Fighting Mad (1976):

Trucking back to his Arkansas hometown with his young son in tow, Peter Fonda soon finds the pastoral idyll of the ranching community mauled by good ol' boy corruption and big business landgrabbers. When the usual corporate goons bump off his troublemaking bro, he trades in his Easy Rider placidity for Billy Jack stripes. Whoopass time. The final entry in Jonathan Demme's pre-Handle with Care exploitation troika, this Corman-produced revenge drama isn't nearly as rich or as much fun as his other quickies, Caged Heat and Crazy Mama. Stuck with Fonda's scarecrow avenger, the movie can't channel the bloody single-mindedness that gives Walking Tall or Rolling Thunder their dubious effectiveness.

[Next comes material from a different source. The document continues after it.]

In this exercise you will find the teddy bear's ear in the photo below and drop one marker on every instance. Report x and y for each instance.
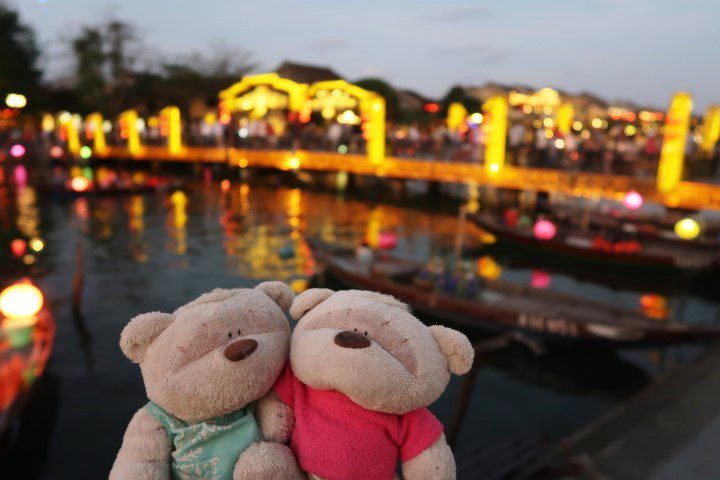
(308, 300)
(142, 330)
(456, 347)
(279, 292)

Then again, a successful gorge-riser would mean chilling Demme's essentially populist warmth -- soaking in a genre guided by grinding brutality, the director's eye gravitates to human detailing, hanging out in a honky tonk dive or doting over an old farmer reading to his little grandson. (His Silence of the Lambs pedigree notwithstanding, Demme has always delved into violence dragging his feet.) Also with John Doucette, Philip Carey, Lynn Lowry, Harry Northup, and Scott Glenn.